Nun frage ich mich, wie man diese Algorithmen-Sachbearbeiter austricksen kann. Was wäre zum Beispiel, wenn ich über einen gewissen Zeitraum bloß noch die Begriffe „Helene Fischer“ und „Motorsäge“ google? Ein befreundeter Experte winkt ab: Er sagt, dass ich dann auch meine Freunde bei Facebook dazu bringen müsste, ständig zum Thema „Helene Fischer“ und „Motorsäge“ zu posten und auch entsprechend zu googlen – erst dann hätte ich eventuell eine Chance, in eine andere Zielgruppe zu kommen. Googlet man aber „Helene Fischer“ und „Motorsäge“, stößt man lediglich auf einen einzigen Artikel darüber, wie einst ein Konzert besagter Chanteuse abgesagt werden sollte, weil das Mitsingen der Fans die Lautstärke einer Kettensäge überträfe.

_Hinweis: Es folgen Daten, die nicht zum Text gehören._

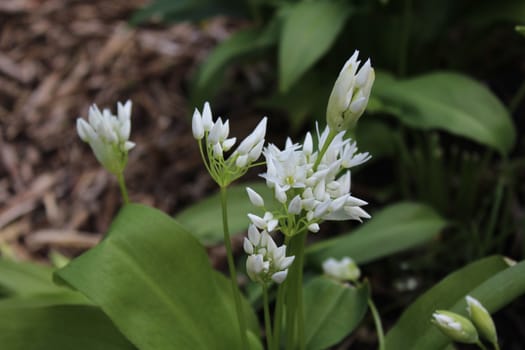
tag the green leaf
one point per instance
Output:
(22, 278)
(242, 44)
(204, 219)
(396, 228)
(154, 281)
(309, 30)
(62, 327)
(490, 280)
(332, 311)
(450, 102)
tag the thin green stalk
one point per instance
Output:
(294, 296)
(480, 345)
(231, 267)
(518, 97)
(405, 33)
(327, 143)
(267, 320)
(377, 322)
(122, 185)
(496, 205)
(278, 316)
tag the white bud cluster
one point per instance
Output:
(313, 191)
(343, 270)
(350, 94)
(215, 135)
(108, 135)
(266, 261)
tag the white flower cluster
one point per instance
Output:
(108, 135)
(217, 142)
(350, 94)
(312, 190)
(266, 262)
(343, 270)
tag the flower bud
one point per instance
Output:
(350, 94)
(344, 270)
(456, 327)
(481, 319)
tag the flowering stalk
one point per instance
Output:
(108, 136)
(214, 142)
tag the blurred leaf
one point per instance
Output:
(61, 327)
(204, 219)
(309, 30)
(490, 280)
(154, 281)
(451, 102)
(242, 44)
(306, 100)
(23, 278)
(488, 12)
(375, 137)
(181, 10)
(332, 311)
(396, 228)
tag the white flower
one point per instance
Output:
(215, 137)
(350, 94)
(266, 261)
(108, 135)
(255, 198)
(344, 270)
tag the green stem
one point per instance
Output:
(480, 345)
(277, 317)
(267, 320)
(122, 185)
(377, 322)
(231, 267)
(294, 296)
(403, 45)
(518, 97)
(327, 143)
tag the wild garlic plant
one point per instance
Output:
(108, 136)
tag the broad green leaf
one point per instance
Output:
(396, 228)
(23, 278)
(62, 327)
(332, 311)
(242, 44)
(309, 30)
(181, 10)
(448, 294)
(154, 281)
(204, 219)
(451, 102)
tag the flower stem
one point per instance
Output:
(122, 185)
(267, 320)
(294, 296)
(326, 144)
(231, 267)
(277, 317)
(377, 322)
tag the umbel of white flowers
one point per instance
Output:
(266, 262)
(456, 327)
(311, 190)
(215, 134)
(108, 136)
(342, 270)
(350, 94)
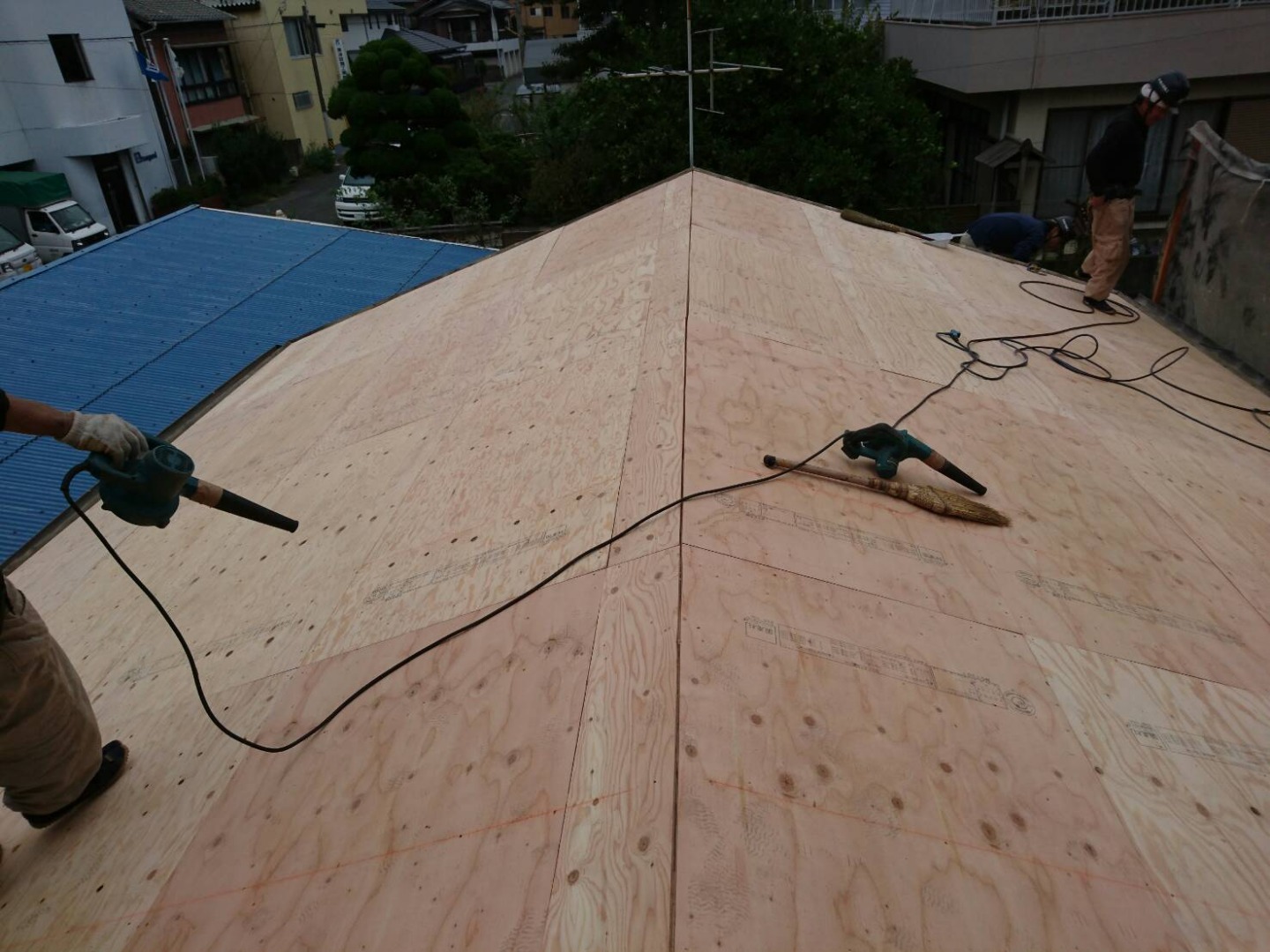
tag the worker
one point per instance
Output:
(1020, 236)
(51, 755)
(1114, 167)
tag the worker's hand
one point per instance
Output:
(106, 433)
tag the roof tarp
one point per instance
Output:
(31, 190)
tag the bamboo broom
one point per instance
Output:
(937, 501)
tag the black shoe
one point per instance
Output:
(115, 755)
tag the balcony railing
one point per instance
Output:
(1001, 11)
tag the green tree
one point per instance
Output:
(407, 130)
(841, 124)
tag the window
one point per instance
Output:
(40, 221)
(299, 37)
(70, 57)
(72, 217)
(206, 74)
(1071, 133)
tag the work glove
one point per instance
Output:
(106, 433)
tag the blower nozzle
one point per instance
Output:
(146, 490)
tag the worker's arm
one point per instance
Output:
(1030, 244)
(34, 418)
(94, 433)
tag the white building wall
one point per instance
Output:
(65, 123)
(14, 146)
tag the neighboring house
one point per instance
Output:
(72, 100)
(485, 26)
(280, 54)
(188, 42)
(550, 19)
(539, 54)
(1053, 77)
(450, 56)
(152, 323)
(357, 29)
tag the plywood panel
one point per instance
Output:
(612, 880)
(88, 881)
(653, 466)
(1188, 764)
(444, 773)
(721, 206)
(244, 622)
(857, 773)
(1091, 560)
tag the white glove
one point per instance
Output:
(106, 433)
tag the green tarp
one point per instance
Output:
(31, 190)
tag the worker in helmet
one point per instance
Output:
(1114, 167)
(51, 755)
(1019, 236)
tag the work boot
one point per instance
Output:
(115, 755)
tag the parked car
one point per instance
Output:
(16, 256)
(354, 199)
(38, 208)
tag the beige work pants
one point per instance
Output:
(49, 743)
(1111, 231)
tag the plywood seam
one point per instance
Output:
(626, 446)
(964, 619)
(556, 239)
(1149, 888)
(756, 334)
(678, 608)
(1201, 550)
(678, 724)
(1154, 888)
(573, 758)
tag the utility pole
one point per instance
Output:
(184, 113)
(519, 31)
(167, 108)
(311, 34)
(692, 145)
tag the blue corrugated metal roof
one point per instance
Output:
(150, 323)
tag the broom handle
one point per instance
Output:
(875, 484)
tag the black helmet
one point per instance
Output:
(1169, 89)
(1065, 227)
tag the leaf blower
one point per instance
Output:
(146, 490)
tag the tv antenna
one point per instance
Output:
(691, 71)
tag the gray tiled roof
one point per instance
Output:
(175, 11)
(426, 42)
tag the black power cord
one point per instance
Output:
(422, 651)
(1061, 354)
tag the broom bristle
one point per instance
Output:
(944, 502)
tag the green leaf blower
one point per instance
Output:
(146, 490)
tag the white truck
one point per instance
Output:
(37, 207)
(16, 256)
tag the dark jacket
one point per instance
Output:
(1114, 165)
(1009, 234)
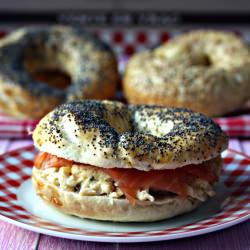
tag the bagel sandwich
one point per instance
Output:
(105, 160)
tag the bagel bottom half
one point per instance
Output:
(107, 209)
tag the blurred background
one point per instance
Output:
(130, 25)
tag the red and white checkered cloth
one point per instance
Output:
(16, 166)
(238, 126)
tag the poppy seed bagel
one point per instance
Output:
(90, 63)
(110, 134)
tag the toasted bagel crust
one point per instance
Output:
(111, 134)
(207, 71)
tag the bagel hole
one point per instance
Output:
(207, 61)
(53, 77)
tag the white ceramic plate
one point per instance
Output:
(21, 206)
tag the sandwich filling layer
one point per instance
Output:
(191, 181)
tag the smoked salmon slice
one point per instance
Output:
(131, 180)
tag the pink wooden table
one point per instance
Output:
(12, 237)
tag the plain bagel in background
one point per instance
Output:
(206, 71)
(77, 64)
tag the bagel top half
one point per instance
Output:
(110, 134)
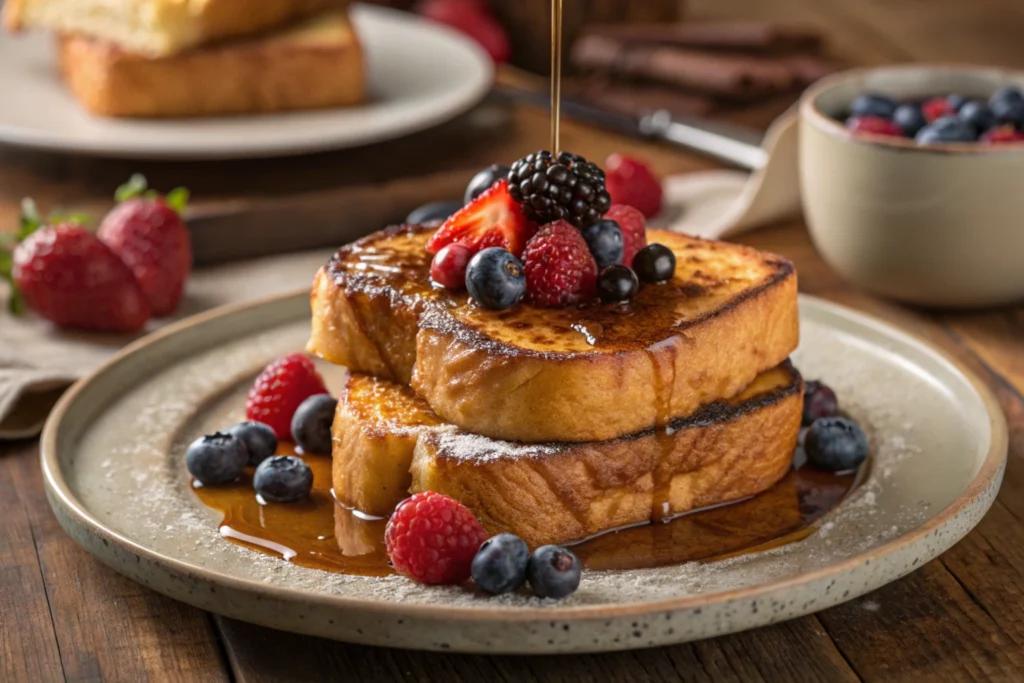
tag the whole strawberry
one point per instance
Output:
(560, 270)
(146, 231)
(432, 539)
(69, 276)
(634, 229)
(631, 181)
(280, 389)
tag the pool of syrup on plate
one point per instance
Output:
(320, 532)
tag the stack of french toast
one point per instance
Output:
(200, 57)
(558, 423)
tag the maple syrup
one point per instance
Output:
(322, 534)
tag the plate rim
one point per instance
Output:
(58, 493)
(30, 138)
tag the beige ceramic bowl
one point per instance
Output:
(937, 225)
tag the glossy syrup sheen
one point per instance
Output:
(323, 535)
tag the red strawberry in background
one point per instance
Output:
(473, 18)
(69, 276)
(631, 181)
(146, 231)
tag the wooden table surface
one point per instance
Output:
(66, 616)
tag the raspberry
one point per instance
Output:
(432, 539)
(875, 125)
(634, 229)
(631, 181)
(936, 109)
(280, 389)
(560, 270)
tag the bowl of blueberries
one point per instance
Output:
(912, 181)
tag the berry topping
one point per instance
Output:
(946, 129)
(836, 443)
(819, 401)
(260, 440)
(280, 389)
(909, 119)
(496, 279)
(875, 125)
(493, 219)
(568, 187)
(311, 423)
(631, 181)
(616, 283)
(1003, 134)
(146, 231)
(604, 239)
(433, 539)
(634, 228)
(937, 108)
(449, 266)
(871, 103)
(435, 212)
(483, 180)
(283, 479)
(500, 564)
(72, 279)
(978, 115)
(654, 263)
(553, 571)
(559, 269)
(216, 459)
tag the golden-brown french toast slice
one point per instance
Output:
(558, 493)
(536, 375)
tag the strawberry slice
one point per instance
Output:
(493, 219)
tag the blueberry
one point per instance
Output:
(1006, 94)
(1010, 111)
(654, 263)
(836, 443)
(616, 283)
(495, 279)
(283, 479)
(435, 211)
(956, 100)
(870, 103)
(553, 571)
(605, 241)
(909, 119)
(819, 401)
(482, 180)
(216, 458)
(978, 115)
(500, 564)
(946, 129)
(311, 423)
(260, 440)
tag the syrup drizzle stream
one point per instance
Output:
(556, 73)
(323, 534)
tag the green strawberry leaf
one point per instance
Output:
(177, 199)
(136, 186)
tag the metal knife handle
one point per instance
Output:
(733, 144)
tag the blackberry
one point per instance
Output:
(550, 188)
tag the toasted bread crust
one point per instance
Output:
(159, 28)
(294, 70)
(531, 375)
(559, 493)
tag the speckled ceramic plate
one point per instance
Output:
(113, 464)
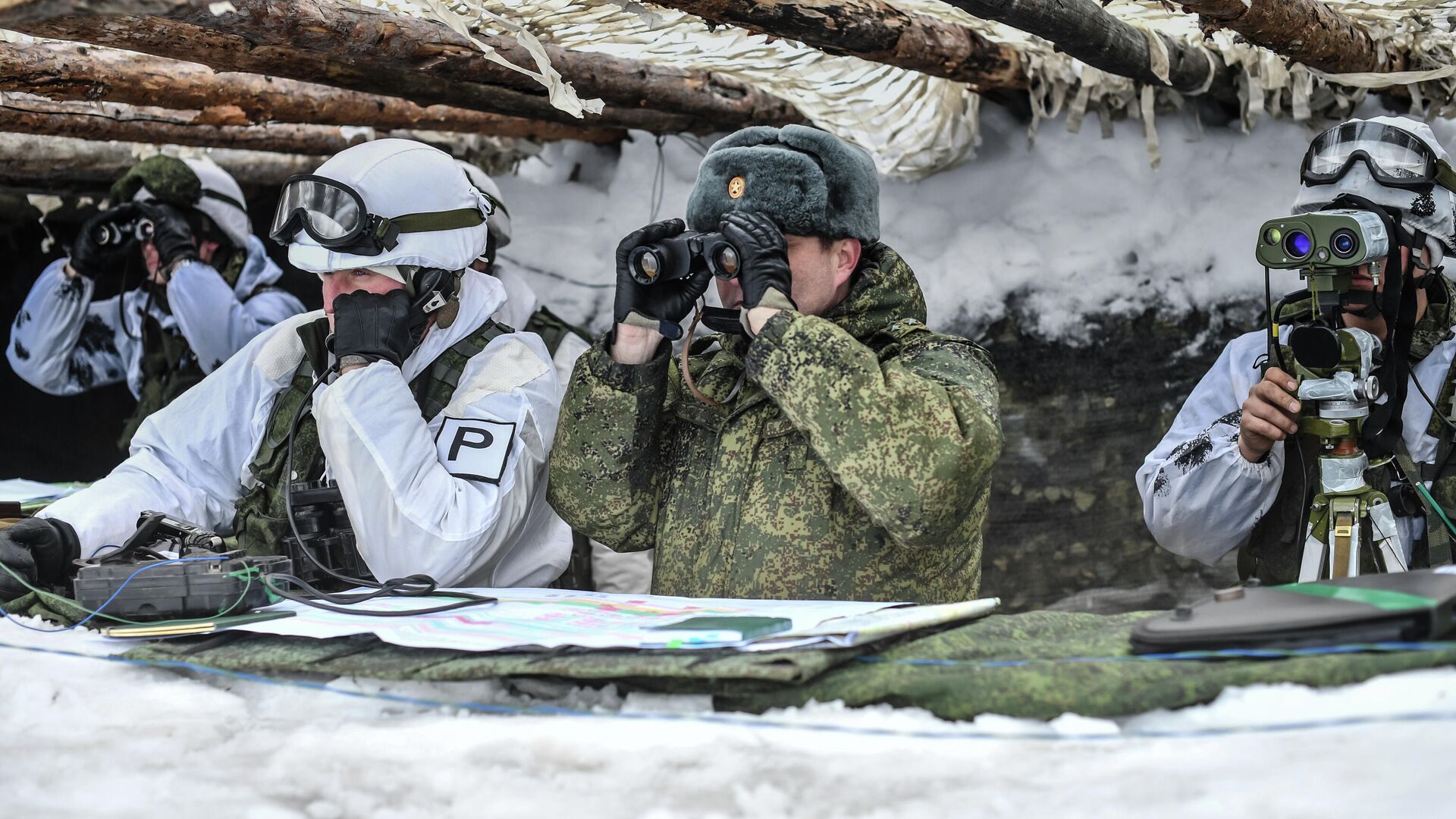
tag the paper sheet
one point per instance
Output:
(24, 490)
(552, 618)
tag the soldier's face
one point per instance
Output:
(353, 281)
(820, 275)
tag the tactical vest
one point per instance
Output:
(1276, 545)
(169, 366)
(261, 522)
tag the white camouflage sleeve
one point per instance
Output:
(1200, 497)
(61, 341)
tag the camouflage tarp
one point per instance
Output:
(1033, 665)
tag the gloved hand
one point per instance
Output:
(89, 257)
(171, 234)
(660, 305)
(41, 551)
(764, 259)
(373, 327)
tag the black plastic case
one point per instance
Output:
(177, 591)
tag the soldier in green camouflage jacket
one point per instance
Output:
(839, 449)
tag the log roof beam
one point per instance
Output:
(1305, 31)
(1087, 31)
(52, 162)
(874, 31)
(72, 72)
(27, 114)
(370, 50)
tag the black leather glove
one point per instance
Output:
(764, 259)
(171, 234)
(373, 327)
(91, 257)
(660, 305)
(41, 551)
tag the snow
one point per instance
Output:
(88, 736)
(1072, 226)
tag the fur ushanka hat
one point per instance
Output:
(810, 183)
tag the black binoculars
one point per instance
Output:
(682, 257)
(114, 234)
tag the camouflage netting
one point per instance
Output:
(916, 124)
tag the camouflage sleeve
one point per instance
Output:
(603, 465)
(913, 439)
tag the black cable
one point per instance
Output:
(1273, 319)
(315, 595)
(413, 586)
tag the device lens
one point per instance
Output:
(645, 267)
(1298, 243)
(727, 262)
(1345, 242)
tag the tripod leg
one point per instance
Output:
(1312, 560)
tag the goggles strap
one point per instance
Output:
(1445, 175)
(437, 221)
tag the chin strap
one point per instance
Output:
(1381, 433)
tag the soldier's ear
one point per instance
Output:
(846, 259)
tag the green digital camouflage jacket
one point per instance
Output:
(851, 457)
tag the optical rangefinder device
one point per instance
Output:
(1326, 241)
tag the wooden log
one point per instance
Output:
(1305, 31)
(27, 159)
(1084, 30)
(161, 126)
(874, 31)
(63, 71)
(347, 46)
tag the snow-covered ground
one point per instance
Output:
(93, 738)
(1075, 224)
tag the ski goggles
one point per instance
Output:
(1395, 158)
(334, 215)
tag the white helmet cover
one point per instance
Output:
(397, 178)
(1433, 213)
(501, 219)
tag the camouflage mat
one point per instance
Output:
(1031, 665)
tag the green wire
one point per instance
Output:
(1436, 506)
(249, 573)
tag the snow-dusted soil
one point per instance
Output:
(92, 738)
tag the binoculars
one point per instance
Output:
(682, 257)
(114, 234)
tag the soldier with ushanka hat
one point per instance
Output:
(826, 445)
(194, 284)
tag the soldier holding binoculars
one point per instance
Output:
(826, 445)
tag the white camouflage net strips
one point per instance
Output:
(916, 124)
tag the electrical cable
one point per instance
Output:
(413, 586)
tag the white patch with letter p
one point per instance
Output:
(475, 449)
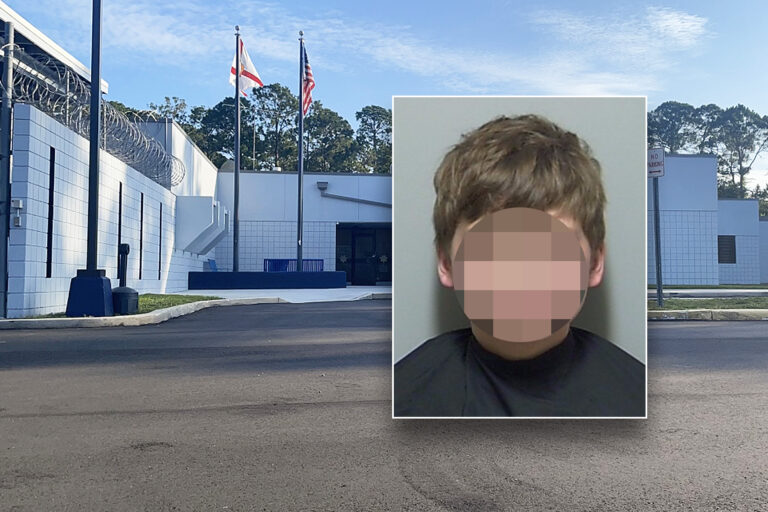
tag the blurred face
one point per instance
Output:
(520, 274)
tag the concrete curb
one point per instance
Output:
(710, 314)
(153, 317)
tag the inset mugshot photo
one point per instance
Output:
(519, 249)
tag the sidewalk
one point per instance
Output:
(674, 293)
(228, 298)
(301, 295)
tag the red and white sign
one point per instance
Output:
(656, 163)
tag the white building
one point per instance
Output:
(170, 203)
(704, 241)
(347, 222)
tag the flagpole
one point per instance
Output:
(299, 226)
(236, 213)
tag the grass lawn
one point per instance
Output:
(152, 301)
(724, 303)
(712, 286)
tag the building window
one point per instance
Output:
(119, 219)
(726, 249)
(49, 240)
(141, 235)
(160, 244)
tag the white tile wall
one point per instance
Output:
(746, 270)
(688, 247)
(277, 239)
(30, 292)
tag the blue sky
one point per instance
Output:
(364, 52)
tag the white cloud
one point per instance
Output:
(609, 54)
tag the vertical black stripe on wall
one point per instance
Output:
(141, 234)
(51, 181)
(160, 244)
(120, 216)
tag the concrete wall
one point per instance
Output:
(30, 291)
(689, 219)
(200, 178)
(268, 211)
(739, 217)
(763, 232)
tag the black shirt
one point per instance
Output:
(585, 375)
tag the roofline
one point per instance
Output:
(690, 155)
(47, 44)
(251, 171)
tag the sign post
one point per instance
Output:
(655, 171)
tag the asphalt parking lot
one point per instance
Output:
(287, 407)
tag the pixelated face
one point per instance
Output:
(520, 274)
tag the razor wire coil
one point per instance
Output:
(59, 92)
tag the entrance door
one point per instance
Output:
(364, 259)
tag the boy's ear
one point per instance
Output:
(597, 266)
(444, 272)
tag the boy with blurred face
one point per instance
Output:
(519, 235)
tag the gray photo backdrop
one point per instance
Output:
(424, 129)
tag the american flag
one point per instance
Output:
(307, 83)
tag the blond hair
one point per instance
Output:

Es nützt alles nichts – das macht auf Dauer keiner mit. Womöglich also gibt es nur eine einzige Möglichkeit, die Daten-Mafia schachmatt zu setzten: Selfgoogling, rund um die Uhr. Eine Facebook-Gruppe mit meinem eigenen Namen habe ich auch gegründet – zwei andere haben schon zugesagt.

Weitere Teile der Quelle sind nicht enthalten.